Politiquement, la fiabilité des partenaires est d’autant plus cruciale qu’aucun pays de l’Union européenne n’a manifesté son intérêt à l’égard du SCAF, bien au contraire. Au-delà du Royaume-Uni, de l’Italie ou des Pays-Bas qui ont d’entrée de jeu participé au programme Joint Strike Fighter de Lockheed-Martin, la Belgique, la Norvège, la Finlande et le Danemark ont tous opté pour l’appareil américain.
L’Allemagne montre également des signes de fébrilité. En mars, pour se conformer à ses obligations vis-à-vis de l’OTAN, Berlin a annoncé son intention de passer commande de 35 F-35A. Ceux-ci devront remplacer les vieux Tornado encore en service dans la Luftwaffe.
Ils sont en effet les seuls appareils de conception européenne à avoir été homologués par les autorités américaines afin de transporter leur bombe tactique B-61, pilier du parapluie nucléaire de l’Alliance atlantique en Europe.
Mais le lobbying de l’industrie de défense américaine sur le Vieux continent, tout particulièrement auprès des membres de l’OTAN, ne dédouane pas les Européens de leurs propres responsabilités. Depuis les démentis de Madrid en novembre 2021, le SCAF est au point mort, faute d’accord entre industriels français et allemands sur la nature de leur coopération au sein du programme.
Alors que l’appareil était annoncé à «l’horizon 2040», celui de 2050 est à présent avancé. Beaucoup trop lointain pour les généraux espagnols qui seraient ainsi «obligés de rechercher une alternative» afin de remplacer leur flotte vieillissante de F-18, avance El País, et l’avion de Lockheed-Martin serait «leur préféré».
Madrid, allié de poids de Berlin dans le programme
Mais là encore, porter la responsabilité sur Paris et Berlin afin de justifier tout éventuel rétropédalage, c’est oublier que l’entrée de Madrid dans le programme a contribué au blocage. L’arrivée tardive de l’Espagne, début 2019, dans le SCAF a perturbé l’équilibre politique entre les Français et les Allemands.

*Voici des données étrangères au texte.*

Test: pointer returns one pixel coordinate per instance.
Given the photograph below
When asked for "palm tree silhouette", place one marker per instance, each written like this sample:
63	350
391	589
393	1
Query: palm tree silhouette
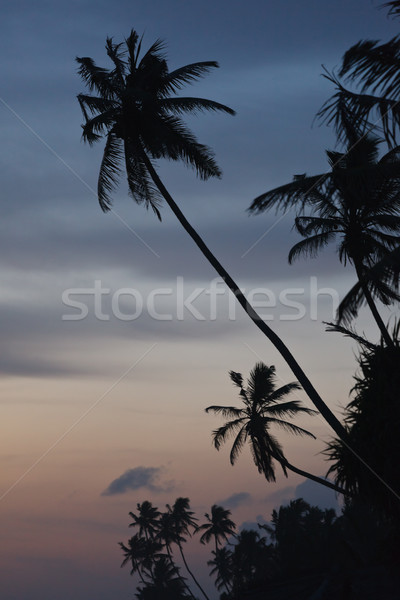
147	519
375	68
358	200
135	111
182	522
166	585
219	526
222	568
141	553
262	408
167	535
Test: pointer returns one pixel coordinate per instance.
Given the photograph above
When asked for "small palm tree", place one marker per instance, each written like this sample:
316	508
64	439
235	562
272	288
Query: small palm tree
147	519
359	201
182	523
141	553
137	111
252	423
219	526
222	568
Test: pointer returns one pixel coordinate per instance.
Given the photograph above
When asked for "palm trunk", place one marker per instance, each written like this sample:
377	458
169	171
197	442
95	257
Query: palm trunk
267	331
178	574
324	482
190	573
372	305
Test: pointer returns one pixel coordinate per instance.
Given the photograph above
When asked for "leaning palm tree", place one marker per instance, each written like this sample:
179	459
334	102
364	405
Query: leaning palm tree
358	200
219	526
252	423
137	111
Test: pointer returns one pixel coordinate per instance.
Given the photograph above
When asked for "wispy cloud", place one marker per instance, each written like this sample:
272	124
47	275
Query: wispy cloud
139	477
236	500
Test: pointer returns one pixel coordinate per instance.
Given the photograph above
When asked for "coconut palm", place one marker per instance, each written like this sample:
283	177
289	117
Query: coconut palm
375	68
182	522
141	553
252	423
222	567
358	200
137	111
219	526
147	519
166	585
374	432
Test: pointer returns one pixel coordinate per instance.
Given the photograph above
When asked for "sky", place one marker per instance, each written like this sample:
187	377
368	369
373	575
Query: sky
116	334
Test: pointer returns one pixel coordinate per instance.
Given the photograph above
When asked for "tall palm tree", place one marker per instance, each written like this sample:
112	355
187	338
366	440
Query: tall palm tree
252	423
219	526
137	112
358	200
374	432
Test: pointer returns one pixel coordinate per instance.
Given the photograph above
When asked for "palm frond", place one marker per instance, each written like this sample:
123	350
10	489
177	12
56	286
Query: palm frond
300	191
177	79
238	444
193	105
116	54
348	332
394	8
237	378
311	245
289	409
291	428
96	78
109	170
284	390
374	65
225	411
222	433
141	186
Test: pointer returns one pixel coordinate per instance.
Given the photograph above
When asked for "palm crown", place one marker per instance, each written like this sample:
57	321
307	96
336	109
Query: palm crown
138	113
262	408
358	200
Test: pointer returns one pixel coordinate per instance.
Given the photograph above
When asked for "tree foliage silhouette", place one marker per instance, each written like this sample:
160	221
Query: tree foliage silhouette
358	200
374	68
137	111
263	408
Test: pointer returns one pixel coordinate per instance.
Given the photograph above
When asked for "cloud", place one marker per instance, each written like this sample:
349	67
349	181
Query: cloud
236	500
134	479
281	496
317	495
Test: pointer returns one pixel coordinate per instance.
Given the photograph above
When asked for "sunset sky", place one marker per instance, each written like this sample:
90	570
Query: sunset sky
115	331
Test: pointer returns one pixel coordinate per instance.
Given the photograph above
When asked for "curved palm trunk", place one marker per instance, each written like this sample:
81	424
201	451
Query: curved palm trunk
271	335
372	305
324	482
191	574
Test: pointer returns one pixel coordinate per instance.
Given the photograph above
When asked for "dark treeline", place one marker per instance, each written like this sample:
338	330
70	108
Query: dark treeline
304	552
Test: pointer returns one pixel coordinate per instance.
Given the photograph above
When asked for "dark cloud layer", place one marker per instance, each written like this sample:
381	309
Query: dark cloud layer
236	500
137	478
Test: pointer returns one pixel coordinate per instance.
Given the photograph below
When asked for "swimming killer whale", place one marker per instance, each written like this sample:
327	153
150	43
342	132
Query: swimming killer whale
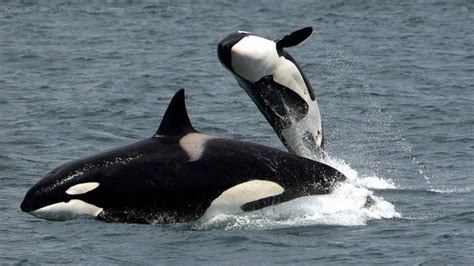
177	175
278	86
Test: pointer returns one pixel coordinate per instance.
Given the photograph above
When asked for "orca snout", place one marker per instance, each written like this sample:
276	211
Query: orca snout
224	48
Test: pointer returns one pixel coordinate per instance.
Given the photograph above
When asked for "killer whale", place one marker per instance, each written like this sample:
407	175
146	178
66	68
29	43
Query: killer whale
179	174
278	86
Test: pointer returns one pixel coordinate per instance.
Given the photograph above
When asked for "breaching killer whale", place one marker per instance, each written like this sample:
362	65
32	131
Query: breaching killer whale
278	86
177	175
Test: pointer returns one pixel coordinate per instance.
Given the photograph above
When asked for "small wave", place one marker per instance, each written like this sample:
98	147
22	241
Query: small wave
345	206
372	182
451	190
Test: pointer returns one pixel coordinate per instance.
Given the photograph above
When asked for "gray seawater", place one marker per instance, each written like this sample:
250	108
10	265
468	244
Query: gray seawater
395	81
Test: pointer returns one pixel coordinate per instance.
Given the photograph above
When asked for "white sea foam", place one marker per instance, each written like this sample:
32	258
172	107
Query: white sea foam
346	206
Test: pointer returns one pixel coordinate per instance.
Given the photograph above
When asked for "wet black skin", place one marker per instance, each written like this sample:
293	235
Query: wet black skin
280	105
154	180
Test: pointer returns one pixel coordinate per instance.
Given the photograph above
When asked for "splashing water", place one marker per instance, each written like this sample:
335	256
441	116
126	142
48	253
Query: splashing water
345	206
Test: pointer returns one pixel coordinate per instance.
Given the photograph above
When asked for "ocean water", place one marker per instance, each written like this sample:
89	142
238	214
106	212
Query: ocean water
395	86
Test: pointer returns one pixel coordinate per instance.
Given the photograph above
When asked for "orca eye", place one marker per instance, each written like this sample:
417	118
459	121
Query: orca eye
224	48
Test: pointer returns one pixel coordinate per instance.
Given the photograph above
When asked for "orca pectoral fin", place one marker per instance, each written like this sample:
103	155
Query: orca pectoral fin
293	38
234	198
266	202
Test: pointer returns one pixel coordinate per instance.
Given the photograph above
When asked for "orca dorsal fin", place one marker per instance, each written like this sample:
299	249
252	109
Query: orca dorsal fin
175	122
293	38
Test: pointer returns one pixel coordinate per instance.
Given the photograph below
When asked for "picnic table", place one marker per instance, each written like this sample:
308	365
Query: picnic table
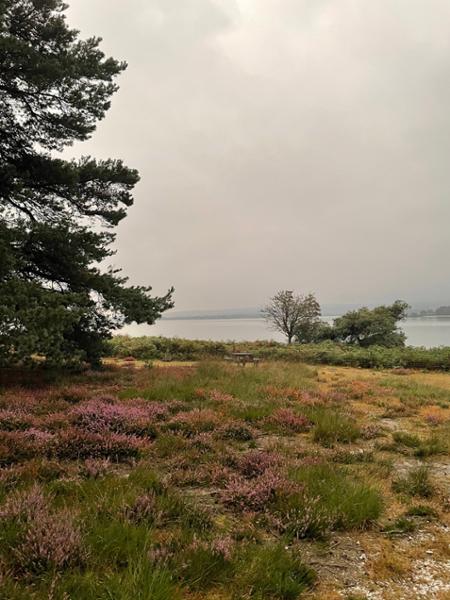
242	358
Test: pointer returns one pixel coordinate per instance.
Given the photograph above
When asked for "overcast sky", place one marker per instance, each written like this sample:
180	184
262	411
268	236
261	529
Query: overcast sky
300	144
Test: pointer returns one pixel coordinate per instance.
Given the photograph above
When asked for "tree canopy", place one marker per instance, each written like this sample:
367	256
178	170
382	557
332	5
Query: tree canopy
57	216
293	315
368	327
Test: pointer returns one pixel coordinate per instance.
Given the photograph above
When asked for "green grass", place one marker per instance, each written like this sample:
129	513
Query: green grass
272	572
332	499
149	348
415	483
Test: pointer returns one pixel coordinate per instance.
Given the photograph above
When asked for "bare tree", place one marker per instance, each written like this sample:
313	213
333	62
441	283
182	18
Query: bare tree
288	313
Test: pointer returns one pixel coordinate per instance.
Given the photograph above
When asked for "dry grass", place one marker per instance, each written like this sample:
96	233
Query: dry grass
187	474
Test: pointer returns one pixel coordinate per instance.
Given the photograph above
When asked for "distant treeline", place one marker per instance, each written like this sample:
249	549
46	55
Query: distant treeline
442	311
151	348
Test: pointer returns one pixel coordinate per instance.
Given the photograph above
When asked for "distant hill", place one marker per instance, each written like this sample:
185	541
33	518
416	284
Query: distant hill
328	310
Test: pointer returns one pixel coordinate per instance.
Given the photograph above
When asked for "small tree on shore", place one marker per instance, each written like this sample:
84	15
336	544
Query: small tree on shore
368	327
293	315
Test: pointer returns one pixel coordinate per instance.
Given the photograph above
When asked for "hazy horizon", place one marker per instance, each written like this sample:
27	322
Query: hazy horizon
281	145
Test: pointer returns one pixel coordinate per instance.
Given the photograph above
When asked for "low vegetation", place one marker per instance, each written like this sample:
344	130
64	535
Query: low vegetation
182	481
328	353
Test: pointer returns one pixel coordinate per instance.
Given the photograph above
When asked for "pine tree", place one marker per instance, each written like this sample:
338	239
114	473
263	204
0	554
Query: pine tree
57	216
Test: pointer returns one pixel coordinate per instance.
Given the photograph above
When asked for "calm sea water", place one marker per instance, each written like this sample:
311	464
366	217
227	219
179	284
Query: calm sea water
424	331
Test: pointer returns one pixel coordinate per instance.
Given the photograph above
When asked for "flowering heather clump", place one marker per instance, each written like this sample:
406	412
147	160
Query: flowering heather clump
195	421
75	444
256	462
73	394
98	416
53	421
289	421
255	494
236	430
434	418
24	505
218	396
283	393
94	468
51	541
303	518
16	446
144	508
370	432
39	436
15	419
202	441
219	547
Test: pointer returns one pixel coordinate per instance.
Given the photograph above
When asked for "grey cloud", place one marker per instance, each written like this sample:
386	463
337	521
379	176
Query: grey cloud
281	143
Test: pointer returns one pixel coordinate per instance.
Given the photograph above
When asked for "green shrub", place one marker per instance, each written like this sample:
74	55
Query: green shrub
331	427
415	483
331	499
148	348
272	572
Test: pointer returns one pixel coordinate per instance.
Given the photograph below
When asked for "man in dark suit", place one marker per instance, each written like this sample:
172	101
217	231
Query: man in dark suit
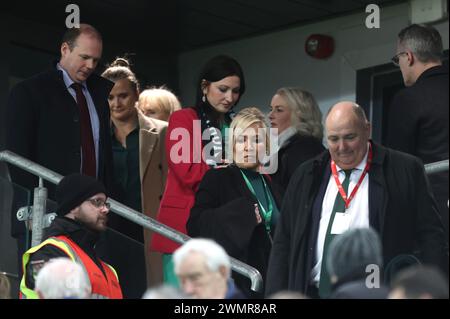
418	115
356	183
60	118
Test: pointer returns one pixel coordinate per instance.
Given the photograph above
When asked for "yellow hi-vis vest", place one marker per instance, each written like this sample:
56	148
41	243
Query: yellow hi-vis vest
102	287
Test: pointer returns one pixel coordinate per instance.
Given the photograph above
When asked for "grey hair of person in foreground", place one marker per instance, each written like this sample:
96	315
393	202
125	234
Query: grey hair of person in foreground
62	278
164	292
214	254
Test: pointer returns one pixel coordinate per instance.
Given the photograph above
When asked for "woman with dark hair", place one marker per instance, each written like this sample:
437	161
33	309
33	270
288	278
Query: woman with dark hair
220	86
296	115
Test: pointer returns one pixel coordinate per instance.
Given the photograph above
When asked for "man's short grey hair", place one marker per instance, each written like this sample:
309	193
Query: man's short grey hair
62	278
215	255
424	41
351	252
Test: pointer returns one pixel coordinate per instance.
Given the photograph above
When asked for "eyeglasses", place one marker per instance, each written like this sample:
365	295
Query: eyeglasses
99	203
395	59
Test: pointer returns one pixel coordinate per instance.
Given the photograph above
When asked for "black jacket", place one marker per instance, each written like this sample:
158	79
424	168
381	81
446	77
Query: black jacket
401	209
297	150
63	226
418	125
43	125
224	210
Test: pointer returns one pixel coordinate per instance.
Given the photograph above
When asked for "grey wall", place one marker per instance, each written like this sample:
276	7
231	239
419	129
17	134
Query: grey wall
278	59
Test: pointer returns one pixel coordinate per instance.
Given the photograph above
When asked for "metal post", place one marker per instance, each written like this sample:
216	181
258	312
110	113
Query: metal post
39	208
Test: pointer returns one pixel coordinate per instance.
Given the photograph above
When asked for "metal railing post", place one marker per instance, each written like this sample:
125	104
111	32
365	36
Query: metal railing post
39	208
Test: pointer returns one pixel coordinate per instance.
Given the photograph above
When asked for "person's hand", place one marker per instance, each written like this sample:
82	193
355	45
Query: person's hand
258	215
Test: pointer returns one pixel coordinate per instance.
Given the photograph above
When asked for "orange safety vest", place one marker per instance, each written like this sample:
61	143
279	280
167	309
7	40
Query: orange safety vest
104	285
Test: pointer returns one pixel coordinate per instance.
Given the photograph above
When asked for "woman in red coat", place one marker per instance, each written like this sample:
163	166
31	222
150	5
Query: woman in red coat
194	144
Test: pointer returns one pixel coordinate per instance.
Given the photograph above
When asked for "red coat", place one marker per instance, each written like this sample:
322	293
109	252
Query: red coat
183	178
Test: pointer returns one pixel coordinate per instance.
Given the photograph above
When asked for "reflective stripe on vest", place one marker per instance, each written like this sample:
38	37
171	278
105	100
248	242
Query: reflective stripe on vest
104	284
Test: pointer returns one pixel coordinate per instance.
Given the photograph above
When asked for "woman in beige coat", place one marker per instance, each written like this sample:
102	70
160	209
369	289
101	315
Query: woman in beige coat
140	164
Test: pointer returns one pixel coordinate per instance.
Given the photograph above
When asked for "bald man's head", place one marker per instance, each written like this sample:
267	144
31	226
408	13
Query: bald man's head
348	132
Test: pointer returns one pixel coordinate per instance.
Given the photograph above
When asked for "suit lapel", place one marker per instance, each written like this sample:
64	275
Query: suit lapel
378	196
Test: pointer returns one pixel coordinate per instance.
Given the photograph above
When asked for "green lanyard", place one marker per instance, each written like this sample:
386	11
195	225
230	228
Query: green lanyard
267	214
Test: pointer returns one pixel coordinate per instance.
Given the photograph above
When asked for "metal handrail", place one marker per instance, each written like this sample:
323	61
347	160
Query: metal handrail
130	214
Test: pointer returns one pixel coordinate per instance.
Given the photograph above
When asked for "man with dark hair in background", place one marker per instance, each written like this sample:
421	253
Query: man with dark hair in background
418	115
60	119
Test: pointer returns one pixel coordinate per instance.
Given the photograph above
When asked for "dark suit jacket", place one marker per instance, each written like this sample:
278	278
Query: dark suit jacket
401	209
43	125
224	210
418	125
297	150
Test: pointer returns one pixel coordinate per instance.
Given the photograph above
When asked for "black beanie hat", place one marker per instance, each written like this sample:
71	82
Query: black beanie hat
74	189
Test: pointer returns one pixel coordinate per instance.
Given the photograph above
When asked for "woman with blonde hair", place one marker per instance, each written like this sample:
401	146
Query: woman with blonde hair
295	114
158	103
140	168
235	205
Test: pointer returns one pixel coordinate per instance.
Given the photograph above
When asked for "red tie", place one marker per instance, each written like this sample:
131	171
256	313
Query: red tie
87	141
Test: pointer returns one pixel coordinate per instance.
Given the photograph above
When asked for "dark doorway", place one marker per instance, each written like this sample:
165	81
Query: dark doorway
375	88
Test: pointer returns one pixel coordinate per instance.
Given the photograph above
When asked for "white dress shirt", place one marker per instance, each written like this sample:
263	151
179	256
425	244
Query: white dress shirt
358	209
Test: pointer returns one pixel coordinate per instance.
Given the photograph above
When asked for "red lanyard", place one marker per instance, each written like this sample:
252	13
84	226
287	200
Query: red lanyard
339	185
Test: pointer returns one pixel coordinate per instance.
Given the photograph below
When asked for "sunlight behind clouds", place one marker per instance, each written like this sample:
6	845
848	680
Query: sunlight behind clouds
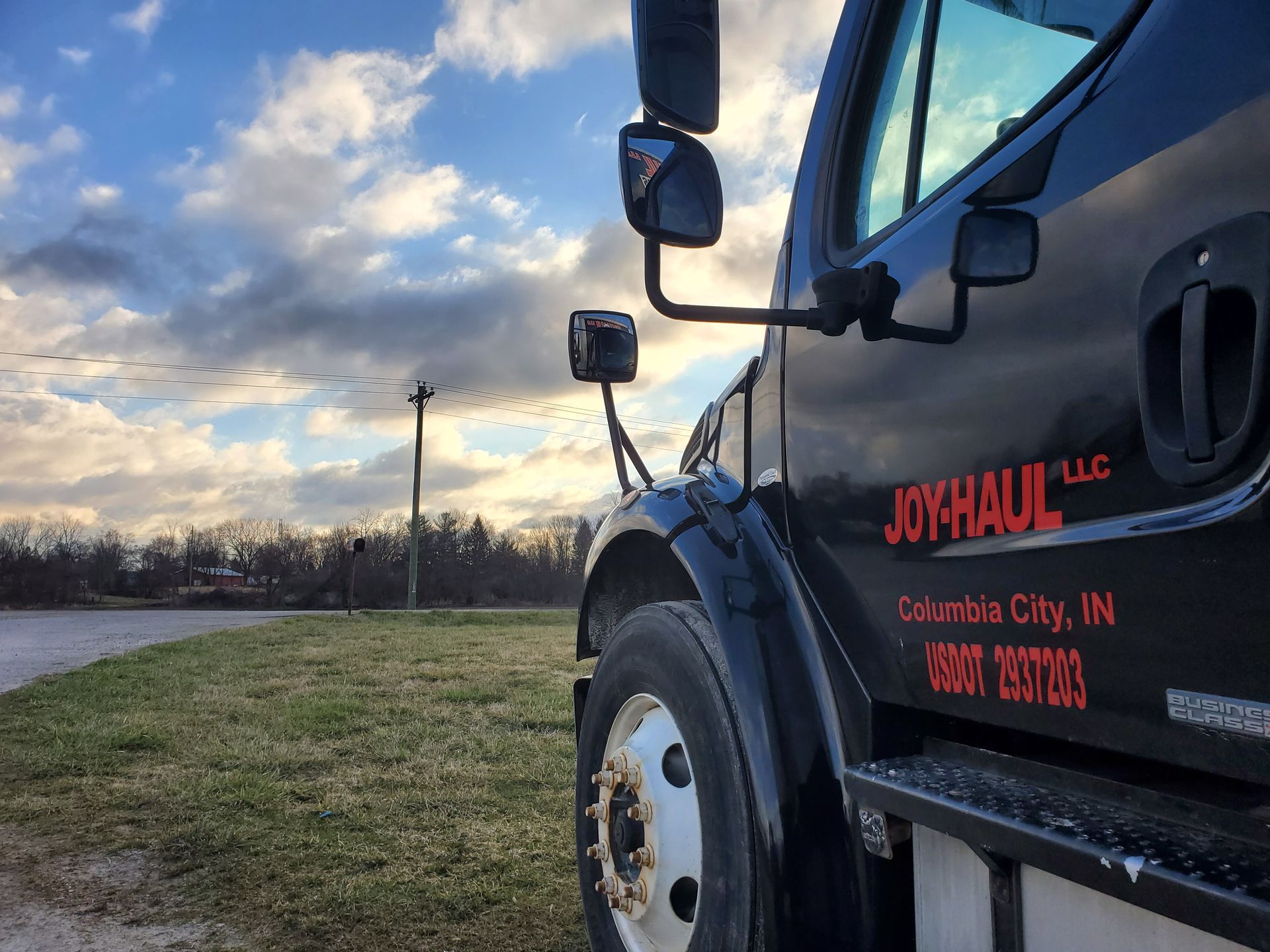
366	207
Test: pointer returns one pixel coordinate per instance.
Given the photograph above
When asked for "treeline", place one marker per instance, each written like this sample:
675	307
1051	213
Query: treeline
462	560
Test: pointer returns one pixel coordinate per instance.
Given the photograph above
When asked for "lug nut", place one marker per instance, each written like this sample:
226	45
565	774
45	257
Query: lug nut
636	891
630	777
605	778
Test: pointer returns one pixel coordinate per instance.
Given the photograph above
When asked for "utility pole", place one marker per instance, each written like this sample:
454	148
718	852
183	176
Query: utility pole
421	400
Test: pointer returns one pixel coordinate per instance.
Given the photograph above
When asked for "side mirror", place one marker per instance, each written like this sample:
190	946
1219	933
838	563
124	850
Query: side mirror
677	59
995	247
603	347
669	186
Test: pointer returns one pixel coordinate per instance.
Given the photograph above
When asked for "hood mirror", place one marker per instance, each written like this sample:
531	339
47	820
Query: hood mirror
995	247
603	347
669	186
677	60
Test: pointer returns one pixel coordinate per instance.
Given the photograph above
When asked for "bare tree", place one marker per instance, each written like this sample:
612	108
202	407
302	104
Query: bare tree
67	539
110	554
244	539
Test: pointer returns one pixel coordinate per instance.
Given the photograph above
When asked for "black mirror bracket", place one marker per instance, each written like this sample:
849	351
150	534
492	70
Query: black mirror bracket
847	295
622	442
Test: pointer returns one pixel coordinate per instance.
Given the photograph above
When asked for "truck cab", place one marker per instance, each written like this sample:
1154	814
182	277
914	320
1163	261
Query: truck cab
951	633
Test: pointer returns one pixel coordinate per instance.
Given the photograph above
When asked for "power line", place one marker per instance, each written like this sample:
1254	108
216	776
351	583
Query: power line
323	407
333	390
328	377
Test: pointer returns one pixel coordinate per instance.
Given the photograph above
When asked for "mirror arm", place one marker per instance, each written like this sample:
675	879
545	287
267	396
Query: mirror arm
709	313
635	457
615	437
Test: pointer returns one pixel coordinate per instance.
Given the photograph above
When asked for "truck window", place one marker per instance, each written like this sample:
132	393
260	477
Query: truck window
732	437
886	160
994	61
984	63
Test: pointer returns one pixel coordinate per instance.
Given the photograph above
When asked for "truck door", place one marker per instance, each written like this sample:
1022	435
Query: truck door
1035	499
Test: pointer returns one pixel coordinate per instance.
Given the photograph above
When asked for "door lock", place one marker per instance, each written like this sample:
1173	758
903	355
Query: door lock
1203	337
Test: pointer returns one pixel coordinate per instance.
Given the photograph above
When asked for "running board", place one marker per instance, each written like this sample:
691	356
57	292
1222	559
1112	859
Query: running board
1202	866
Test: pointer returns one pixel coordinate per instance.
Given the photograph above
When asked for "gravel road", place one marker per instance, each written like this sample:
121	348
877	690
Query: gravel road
48	643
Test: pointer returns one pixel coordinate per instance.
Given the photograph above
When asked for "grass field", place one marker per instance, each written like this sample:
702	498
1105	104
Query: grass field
386	781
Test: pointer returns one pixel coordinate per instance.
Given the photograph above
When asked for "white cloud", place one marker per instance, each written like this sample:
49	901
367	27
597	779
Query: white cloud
324	127
97	194
523	36
11	102
405	205
349	98
235	281
13	158
144	19
75	55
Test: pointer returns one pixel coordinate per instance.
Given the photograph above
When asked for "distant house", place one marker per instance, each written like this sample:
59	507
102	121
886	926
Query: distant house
208	578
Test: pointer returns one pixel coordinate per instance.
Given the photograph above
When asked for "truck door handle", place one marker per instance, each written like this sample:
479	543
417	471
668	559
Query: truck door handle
1203	348
1197	403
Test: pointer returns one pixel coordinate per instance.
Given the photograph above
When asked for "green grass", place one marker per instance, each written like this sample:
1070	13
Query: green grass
381	782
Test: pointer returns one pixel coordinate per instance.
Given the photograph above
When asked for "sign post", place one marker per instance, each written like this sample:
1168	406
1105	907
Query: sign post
355	546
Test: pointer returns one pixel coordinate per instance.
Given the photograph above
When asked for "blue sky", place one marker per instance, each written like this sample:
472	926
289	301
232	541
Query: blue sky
385	188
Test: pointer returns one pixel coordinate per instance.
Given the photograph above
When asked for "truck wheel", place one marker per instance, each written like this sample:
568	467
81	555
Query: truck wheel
665	828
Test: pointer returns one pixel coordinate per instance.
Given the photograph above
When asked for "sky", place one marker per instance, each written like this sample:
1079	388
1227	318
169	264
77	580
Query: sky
390	190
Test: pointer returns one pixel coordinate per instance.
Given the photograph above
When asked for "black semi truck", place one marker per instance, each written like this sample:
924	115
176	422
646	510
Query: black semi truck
952	633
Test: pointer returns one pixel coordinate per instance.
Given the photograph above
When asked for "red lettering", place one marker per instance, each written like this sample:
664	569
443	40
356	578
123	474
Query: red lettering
1015	612
1020	521
941	653
933	506
1078	680
1043	520
990	507
893	532
1047	658
963	507
1034	656
1021	654
967	668
955	669
912	514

En effet, la participation industrielle espagnole au SCAF est pilotée par Airbus, plus précisément la filiale locale d’Airbus Defense and Space dont le siège est à Munich. Grâce au renfort des Espagnols, les industriels allemands auraient ainsi redoublé la pression sur leurs homologues français afin d’obtenir un partage des responsabilités plus avantageux, comme le révélait La Tribune début 2021. Un partage «deux tiers, un tiers», en faveur d’Airbus, que dénonça en mars de la même année Eric Trappier, PDG de Dassault Aviation devant la Commission des affaires étrangères, de la défense et des forces armées du Sénat.
L’avionneur français – seul industriel du programme à maîtriser la conception d’un appareil de combat – avait été désigné maître d’œuvre du SCAF et la France «nation leader» en contrepartie d’un leadership allemand sur la dimension terrestre du système de combat du futur : le MGCS. Partage qui n’a jamais satisfait les Allemands, qui estiment que la France a un «positionnement trop fort» dans le SCAF.
Berlin a donc mis à profit l’arrivée de Madrid pour diluer le poids politique de Paris dans le programme et réclamer une renégociation de l’accord-cadre. Des velléités, outre-Rhin, qui apparurent au grand jour en février 2021 à l’occasion d’une conférence de presse commune d’Emmanuel Macron et Angela Merkel.
C’est pourtant l’arrivée d’Emmanuel Macron à l’Élysée qui a donné le coup l’envoi de ce partenariat franco-allemand, au détriment du programme de système de combat aérien entériné avec le Royaume-Uni à travers le traité de Lancaster House.